In my opinion, one of Montauk’s images is also currently missing. Montauk’s images are its lighthouse and President Teddy Roosevelt. A robust, athletic man devoted to fitness, patriotism and nature, Roosevelt spent a long-ago summer here on horseback with his band of Rough Riders. Today, it’s a summer vacation spot full of surfers, fishermen, golfers, tennis players, horsemen and windsurfers. Fittingly, Roosevelt had his name on Montauk’s 1,157-acre public park—it was the Theodore Roosevelt County Park. But then, in 2014, they removed his name. It’s now just the Suffolk County Park at Montauk. I don’t know why.
Westhampton Beach is famous for its experience of the huge Hurricane of 1938 and perhaps its most famous visitor, P.T. Barnum. East Hampton is a town of six old English wood shingled windmills and its founder, Lion Gardiner. Southampton honors wealthy old Cornelius Vanderbilt and a former slave, Pyrrhus Concer. And Bridgehampton celebrates its famous racecar heritage and baseball hall-of-famer Carl Yastrzemski.
Bridgehampton is also the home of the Killer Bees. That’s the name of the Bridgehampton High School basketball team that has won nine State championships in the last 38 years.
I wonder if the name Killer Bees will survive. We live in a politically correct age. This is an age when school mascot images—often drawings of vicious animals—are being torn up out of gymnasium floors to be replaced by drawings of more friendly animals. This is an age when we honor and protect endangered species.
Here is a school mascot—a stinging bee which has been declared an invasive species and which can also cause blindness and death to children if stung but which dies in the process of stinging—a poster bee for at least three politically correct action groups.
But the team keeps WINNING! And that’s everything.
I recently read that the University of Oregon voted to prevent any building at that school from either being named or re-named in politically incorrect ways.

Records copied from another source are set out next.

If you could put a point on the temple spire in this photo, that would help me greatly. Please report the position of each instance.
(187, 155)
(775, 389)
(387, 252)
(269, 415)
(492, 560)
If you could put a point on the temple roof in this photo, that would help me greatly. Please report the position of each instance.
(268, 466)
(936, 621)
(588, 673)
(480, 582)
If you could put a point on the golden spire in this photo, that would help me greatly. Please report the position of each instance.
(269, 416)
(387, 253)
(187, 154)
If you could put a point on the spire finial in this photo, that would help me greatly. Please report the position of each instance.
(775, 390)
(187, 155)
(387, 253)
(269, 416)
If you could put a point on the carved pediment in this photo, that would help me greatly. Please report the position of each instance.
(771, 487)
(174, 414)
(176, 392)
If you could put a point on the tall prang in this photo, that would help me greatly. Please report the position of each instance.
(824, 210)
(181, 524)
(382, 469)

“[People who have expressed] discriminatory, racist, homophobic or misogynist views that actively promoted systematic oppression” or “failed to take redemptive action [shall not have their names affixed to buildings]” the Oregon guidelines now read.

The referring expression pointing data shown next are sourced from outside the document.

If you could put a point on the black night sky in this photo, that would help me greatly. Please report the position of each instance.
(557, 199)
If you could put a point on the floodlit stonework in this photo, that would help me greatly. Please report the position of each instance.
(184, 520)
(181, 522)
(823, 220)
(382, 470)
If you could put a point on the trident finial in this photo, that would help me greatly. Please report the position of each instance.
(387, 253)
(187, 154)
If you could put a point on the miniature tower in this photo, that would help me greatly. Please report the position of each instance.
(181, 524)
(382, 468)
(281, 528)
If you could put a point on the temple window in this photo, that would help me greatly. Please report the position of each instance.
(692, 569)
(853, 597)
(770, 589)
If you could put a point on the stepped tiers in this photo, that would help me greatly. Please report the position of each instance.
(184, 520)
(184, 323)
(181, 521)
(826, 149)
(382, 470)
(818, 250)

“There’s a real risk that would catch up anyone alive before 1950,” said John Fabian Witt, a historian at Yale, who is on a committee considering the erasure of long-ago Senator John C. Calhoun’s name from any school, building or sidewalk at Yale. Calhoun graduated Yale in 1804 and was an ardent supporter of slavery. And of course, he owned slaves himself. One of the colleges at Yale is called Calhoun College in his honor. For the moment, anyway.
The material above I read in an article in The New York Times about Yale’s recent efforts in that regard.

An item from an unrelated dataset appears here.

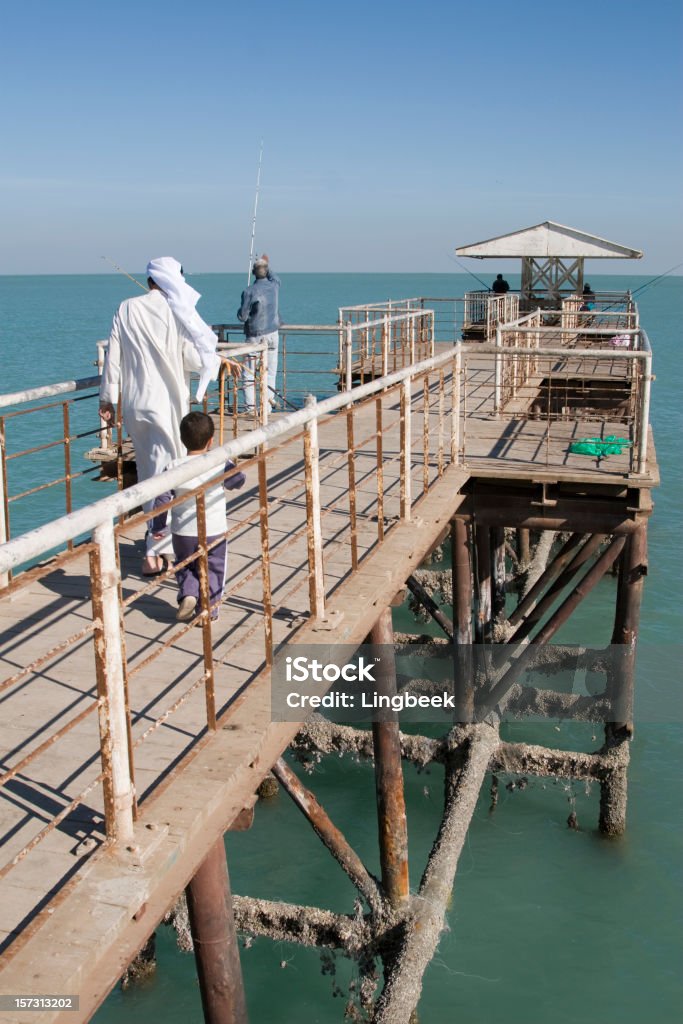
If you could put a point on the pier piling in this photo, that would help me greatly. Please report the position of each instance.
(215, 939)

“Change the Name—and Quickly” headlined the Yale Daily News when the controversy about Calhoun’s name and the college there was brought to the attention of the administration.
The administration, however, announced it would study the matter, and they continue to study it. Last year they formed a committee. Historians are on it, faculty is on it. A preliminary report was issued last month, not about Calhoun yet, but about policy.
We mustn’t behave in an “Orwellian” way, the report says. History must not be altered. Those presenting a name must present a dossier of the person’s life and explain why the good outweighs the bad.
They’ll be studying this for years.
Damn those liberals. They just study everything to death and do nothing. Oops. I shouldn’t have written that.
Well, Teddy Roosevelt was not a slaveholder. But he did kill endangered animals on safari in Africa. It’s up to Montauk.